Senior citizens sit in an observation room after receiving the first dose of COVID-19 vaccine during the second phase of inoculation drive in Bengaluru. Photo: PTI/Shailendra Bhojak
Administrators in India reportedly prefer a shorter gap between two doses of the Covishield vaccine candidate even though the results of a new analysis indicate that a longer gap may yield better clinical results.
The analysis, published in The Lancet on February 19, 2021, has found Covishield’s efficacy is 55.1% when its two doses are administered less than six weeks apart but 81.3% when administered 12 weeks apart.
Members of the Oxford COVID Vaccine Trial Group analysed data from four trials involving 17,178 participants :
- A single-blind phase 1 and 2 trial in the UK (1,090 participants)
- A single-blind phase 2 and 3 trial in the UK (12,390 participants)
- A single-blind phase 3 trial in Brazil (6,753 participants) and
- A double-blind phase 1 and 2 trial in South Africa (2,130 participants)

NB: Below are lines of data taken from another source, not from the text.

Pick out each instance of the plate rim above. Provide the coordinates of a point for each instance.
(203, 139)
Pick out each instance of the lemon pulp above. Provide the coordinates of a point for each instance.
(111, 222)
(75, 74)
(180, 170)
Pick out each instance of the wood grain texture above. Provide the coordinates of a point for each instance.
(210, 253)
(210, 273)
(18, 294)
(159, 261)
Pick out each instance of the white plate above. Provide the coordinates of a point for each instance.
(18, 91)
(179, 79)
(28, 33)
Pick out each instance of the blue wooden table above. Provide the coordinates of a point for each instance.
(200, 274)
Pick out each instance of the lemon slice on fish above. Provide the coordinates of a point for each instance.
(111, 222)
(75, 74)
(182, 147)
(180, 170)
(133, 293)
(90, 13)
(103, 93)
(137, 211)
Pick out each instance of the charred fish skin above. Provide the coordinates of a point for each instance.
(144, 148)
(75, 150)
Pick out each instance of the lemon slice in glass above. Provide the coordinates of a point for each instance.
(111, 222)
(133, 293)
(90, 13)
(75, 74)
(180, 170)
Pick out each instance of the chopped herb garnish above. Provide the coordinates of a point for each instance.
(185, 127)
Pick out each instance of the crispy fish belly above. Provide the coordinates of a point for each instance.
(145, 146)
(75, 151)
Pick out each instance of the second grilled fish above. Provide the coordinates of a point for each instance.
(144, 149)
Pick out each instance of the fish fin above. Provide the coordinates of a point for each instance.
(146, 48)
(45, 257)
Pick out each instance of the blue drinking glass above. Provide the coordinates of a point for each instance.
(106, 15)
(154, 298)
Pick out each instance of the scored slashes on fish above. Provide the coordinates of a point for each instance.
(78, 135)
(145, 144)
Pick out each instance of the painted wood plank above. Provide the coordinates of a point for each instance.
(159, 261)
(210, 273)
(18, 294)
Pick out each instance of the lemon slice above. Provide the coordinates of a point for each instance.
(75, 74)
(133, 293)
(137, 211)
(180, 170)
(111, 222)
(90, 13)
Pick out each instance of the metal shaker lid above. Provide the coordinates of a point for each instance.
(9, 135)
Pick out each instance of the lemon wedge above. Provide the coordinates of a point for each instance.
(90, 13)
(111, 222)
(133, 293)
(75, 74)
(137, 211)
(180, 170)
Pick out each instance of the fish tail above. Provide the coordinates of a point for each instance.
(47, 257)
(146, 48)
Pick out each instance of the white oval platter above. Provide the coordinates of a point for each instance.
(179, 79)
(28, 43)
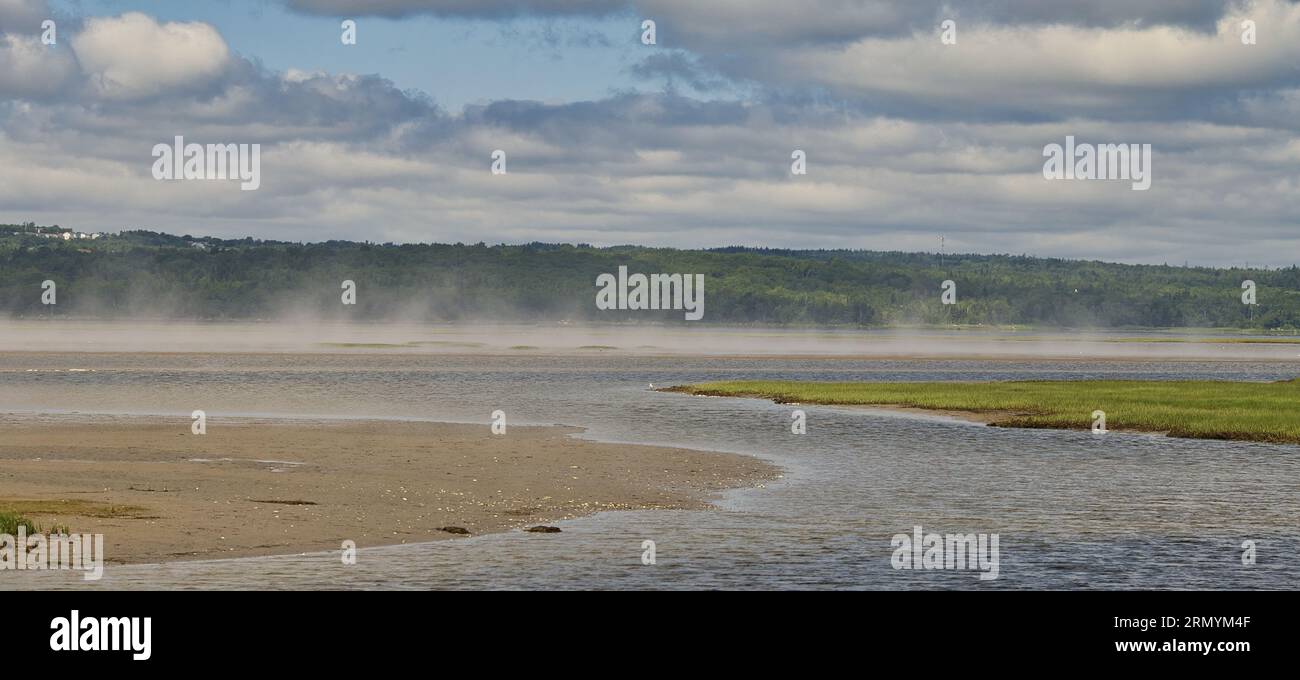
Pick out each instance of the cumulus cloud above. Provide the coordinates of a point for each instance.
(456, 8)
(906, 139)
(134, 55)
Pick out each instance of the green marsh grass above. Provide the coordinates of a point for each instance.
(1207, 410)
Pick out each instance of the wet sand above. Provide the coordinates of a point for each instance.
(159, 493)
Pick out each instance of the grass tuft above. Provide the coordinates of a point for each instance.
(1205, 410)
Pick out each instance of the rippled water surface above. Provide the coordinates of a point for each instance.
(1071, 510)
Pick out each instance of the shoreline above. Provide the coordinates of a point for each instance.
(159, 493)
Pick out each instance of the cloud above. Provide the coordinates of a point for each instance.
(134, 55)
(906, 139)
(456, 8)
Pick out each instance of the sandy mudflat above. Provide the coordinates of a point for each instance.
(159, 493)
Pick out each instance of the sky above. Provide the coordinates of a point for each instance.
(911, 134)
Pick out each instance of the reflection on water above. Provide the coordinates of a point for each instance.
(1073, 510)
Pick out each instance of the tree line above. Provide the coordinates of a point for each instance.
(148, 273)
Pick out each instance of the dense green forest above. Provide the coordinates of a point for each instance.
(146, 273)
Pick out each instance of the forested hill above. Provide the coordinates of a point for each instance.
(144, 273)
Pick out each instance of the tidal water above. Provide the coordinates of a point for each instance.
(1071, 510)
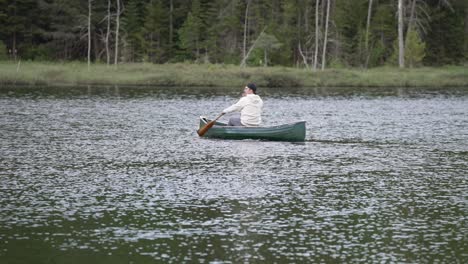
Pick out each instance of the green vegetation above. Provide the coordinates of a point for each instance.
(361, 33)
(179, 74)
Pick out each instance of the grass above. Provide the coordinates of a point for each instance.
(183, 74)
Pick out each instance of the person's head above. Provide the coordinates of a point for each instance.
(251, 88)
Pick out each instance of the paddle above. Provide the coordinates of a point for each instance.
(203, 130)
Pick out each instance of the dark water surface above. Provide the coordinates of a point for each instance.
(119, 175)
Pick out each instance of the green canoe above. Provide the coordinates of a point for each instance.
(287, 132)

The analysis concludes that increasing the interdose gap also increases the vaccine’s immunogenicity.
India is administering Covishield’s first and second doses 28 days apart.
M.K. Sudarshan, chairman of Karnataka’s COVID-19 technical advisory committee told The New Indian Express, “For such a huge population, it will be difficult to vaccinate people after a three-month (12-week) gap from the first dose. People may not turn up due to many reasons.”
“We decided on a four-week gap between two doses after debating on similar studies done earlier,” he added.
In February, the National Technical Advisory Group on immunisation had met to review WHO’s recommendation – to extend the gap between two doses of the vaccine from four weeks to 8-12 weeks.
Giridhara Babu, a senior epidemiologist and member of the Karnataka state expert committee, told Business Today, “Given that India has accepted the UK’s evidence in approving the Covishield vaccine, the committee should also [reconsider] the interval between doses.”
In an effort to not stress the supply of vaccines, the UK government has been administering the two doses of the Oxford-AstraZeneca vaccine three months apart – even before the current study came out.
Munir Pirmohamed, chair of a British advisory group on COVID-19 vaccines, had raised doubts about the data AstraZeneca had submitted about its most effective dosage. The company had published data that showed a half-dose followed by a full dose had a 90% success rate while two full shots were only 62% effective. To that, Pirmohamed had said that a 90% efficacy rate did not hold up under analysis. He suggested that a longer gap might be the reason behind the higher efficacy.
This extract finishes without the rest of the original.